A ação reforça ainda que o decreto do governador de São Paulo não considerou que a área está localizada dentro de uma unidade de conservação, protegida pela Lei Estadual 4.095, de junho de 1984. “Este diploma legal declara área de proteção ambiental toda a região urbana e rural do município de Jundiaí e proíbe expressamente qualquer atividade que cause degradação à fauna e flora regionais”, explica a defesa. “Desse modo, o decreto estatal desrespeitou norma ambiental do próprio estado, desconsiderando lei especifica que protege a fauna e flora regionais de Jundiaí”, continua. O processo cita ainda o Código de Proteção dos Animais do Estado de São Paulo, que estabelece, entre outras questões, que “os animais silvestres deverão, prioritariamente, permanecer em seu habitat natural” e que “seu habitat deve ser, o quanto possível, preservado e protegido de qualquer violação, interferência ou impacto negativo que comprometa sua condição de sobrevivência”, sob pena de indenização compensatória em caso de dano ambiental.

Os animais silvestres também são protegidos, segundo a ação judicial, pela doutrina animalista, que define que “o dano moral, como causador de dor no estado anímico de indivíduos sencientes, deve ser aplicado não só aos seres humanos, mas, também, aos animais”.

“Nesta esteira, não podemos deixar de citar a Lei Máxima do Brasil, que instituiu o mandamento da responsabilidade objetiva”, continuaram as entidades ao mencionar no processo a Constituição Federal, que prevê o “direito ao meio ambiente ecologicamente equilibrado, bem de uso comum do povo e essencial à sadia qualidade de vida, impondo-se ao Poder Público e à coletividade o dever de defendê-lo e preservá- lo para as presentes e futuras gerações”, com estabelecimento de sanções penais e administrativas aos infratores que realizarem condutas e atividades consideradas lesivas ao meio ambiente, além da obrigação de reparar os danos causados.

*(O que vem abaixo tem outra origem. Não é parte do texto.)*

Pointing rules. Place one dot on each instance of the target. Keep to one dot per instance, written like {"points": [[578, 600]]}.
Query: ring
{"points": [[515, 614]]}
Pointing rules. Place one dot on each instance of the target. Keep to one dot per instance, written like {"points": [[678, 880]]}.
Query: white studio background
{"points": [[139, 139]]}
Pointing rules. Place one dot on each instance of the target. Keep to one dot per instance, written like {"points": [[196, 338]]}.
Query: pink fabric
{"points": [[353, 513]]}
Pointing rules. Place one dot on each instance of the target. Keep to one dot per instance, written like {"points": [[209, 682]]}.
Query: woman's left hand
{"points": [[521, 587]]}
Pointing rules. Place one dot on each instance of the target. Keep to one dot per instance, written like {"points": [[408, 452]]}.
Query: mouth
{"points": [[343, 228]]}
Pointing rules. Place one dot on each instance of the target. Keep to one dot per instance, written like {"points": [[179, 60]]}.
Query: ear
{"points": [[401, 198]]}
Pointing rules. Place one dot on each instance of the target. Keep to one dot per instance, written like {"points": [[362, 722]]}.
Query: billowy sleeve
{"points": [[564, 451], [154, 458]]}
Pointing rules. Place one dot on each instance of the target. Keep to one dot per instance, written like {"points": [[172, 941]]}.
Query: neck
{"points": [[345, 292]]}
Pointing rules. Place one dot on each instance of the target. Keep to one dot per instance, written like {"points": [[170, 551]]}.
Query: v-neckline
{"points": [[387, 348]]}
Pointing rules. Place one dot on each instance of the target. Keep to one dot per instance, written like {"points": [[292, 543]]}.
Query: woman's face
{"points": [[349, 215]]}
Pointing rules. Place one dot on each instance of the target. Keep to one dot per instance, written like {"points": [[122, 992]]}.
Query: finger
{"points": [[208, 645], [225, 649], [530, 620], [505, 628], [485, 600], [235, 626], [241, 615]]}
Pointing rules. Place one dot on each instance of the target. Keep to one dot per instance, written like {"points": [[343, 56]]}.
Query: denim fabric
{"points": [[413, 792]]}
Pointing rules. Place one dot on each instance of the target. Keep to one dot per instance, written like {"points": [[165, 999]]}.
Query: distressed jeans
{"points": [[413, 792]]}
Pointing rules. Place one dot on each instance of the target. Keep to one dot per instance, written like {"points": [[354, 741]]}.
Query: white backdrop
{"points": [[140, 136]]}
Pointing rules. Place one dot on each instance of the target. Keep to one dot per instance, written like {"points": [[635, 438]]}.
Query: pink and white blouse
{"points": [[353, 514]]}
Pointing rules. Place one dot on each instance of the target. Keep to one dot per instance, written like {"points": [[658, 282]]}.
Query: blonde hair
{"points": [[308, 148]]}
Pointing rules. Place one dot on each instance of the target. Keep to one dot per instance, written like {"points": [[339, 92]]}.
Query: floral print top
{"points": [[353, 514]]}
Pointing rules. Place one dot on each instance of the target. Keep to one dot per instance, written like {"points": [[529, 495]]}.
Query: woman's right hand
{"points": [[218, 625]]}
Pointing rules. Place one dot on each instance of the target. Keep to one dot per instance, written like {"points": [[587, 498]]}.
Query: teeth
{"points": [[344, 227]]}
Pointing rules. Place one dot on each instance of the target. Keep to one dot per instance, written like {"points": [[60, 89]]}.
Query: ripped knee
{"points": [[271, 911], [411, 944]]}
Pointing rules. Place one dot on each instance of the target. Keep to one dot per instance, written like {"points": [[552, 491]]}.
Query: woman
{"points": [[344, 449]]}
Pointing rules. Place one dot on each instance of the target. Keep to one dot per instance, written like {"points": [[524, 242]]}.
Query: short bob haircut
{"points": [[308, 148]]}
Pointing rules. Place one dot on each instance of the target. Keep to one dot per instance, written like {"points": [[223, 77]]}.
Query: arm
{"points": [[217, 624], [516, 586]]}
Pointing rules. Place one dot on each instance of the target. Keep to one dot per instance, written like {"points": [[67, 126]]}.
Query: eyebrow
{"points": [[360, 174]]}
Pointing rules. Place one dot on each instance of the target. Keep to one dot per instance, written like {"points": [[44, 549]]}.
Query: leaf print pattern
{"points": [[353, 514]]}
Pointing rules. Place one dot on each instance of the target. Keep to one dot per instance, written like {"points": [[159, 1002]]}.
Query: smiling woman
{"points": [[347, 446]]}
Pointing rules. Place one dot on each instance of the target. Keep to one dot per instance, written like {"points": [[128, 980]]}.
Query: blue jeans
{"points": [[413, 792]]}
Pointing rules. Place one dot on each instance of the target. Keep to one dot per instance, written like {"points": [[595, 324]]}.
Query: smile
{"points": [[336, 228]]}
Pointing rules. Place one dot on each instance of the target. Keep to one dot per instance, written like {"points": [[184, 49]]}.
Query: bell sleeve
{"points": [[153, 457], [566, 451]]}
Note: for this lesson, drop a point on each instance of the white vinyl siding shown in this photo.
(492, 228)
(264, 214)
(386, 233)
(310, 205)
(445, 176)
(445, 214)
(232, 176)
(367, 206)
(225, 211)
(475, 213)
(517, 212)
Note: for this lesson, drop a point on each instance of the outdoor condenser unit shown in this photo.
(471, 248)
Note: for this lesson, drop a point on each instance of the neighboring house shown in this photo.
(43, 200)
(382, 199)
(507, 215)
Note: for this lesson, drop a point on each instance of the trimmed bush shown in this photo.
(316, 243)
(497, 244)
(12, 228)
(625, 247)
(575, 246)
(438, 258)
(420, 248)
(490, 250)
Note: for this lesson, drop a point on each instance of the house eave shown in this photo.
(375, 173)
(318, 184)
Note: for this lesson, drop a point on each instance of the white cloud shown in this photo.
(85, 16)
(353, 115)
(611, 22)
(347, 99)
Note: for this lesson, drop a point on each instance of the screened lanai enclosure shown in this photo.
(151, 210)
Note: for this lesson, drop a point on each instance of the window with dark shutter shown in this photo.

Diante desses fatos, as entidades responsáveis pela ação judicial solicitam, em caráter liminar, a “abstenção imediata do prosseguimento do empreendimento”, além da  “declaração de nulidade do decreto estadual de servidão administrativa nº 63.305/20 e de todos os seus efeitos, inclusive a licença concedida pela CETESB”.

Outros pedidos também são feitos pela defesa das ONGs, são eles: “impor ao Estado obrigação de não fazer consistente em se abster de prosseguir na construção do duto de esgoto por ilegalidade do decreto de servidão administrativa. Caso Vossa Excelência assim não entenda, que seja impedido o DAE de prosseguir com a obra até que seja efetivado o licenciamento junto ao IBAMA, precedido da elaboração de EIA-RIMA; condenar a União à obrigação de fazer consistente em não permitir o prosseguimento da obra questionada sem o que se chamou o licenciamento; condenar os réus em obrigação de fazer consistente em recuperar a área já degradada; condenar os réus à indenização por danos morais aos animais afetados, consistente na recuperação do bioma afetado, prestação e pagamentos dos custos no socorro aos animais silvestres afetados, bem como aos animais que vivem sob a tutela da Mata Ciliar; o encaminhamento dos Autos ao Ministério Público Federal, a fim de que seja eventualmente impetrada a competente ação civil por ato de improbidade administrativa, com vistas à imposição aos réus das penas previstas no art. 12 da Lei nº 8.429/92”.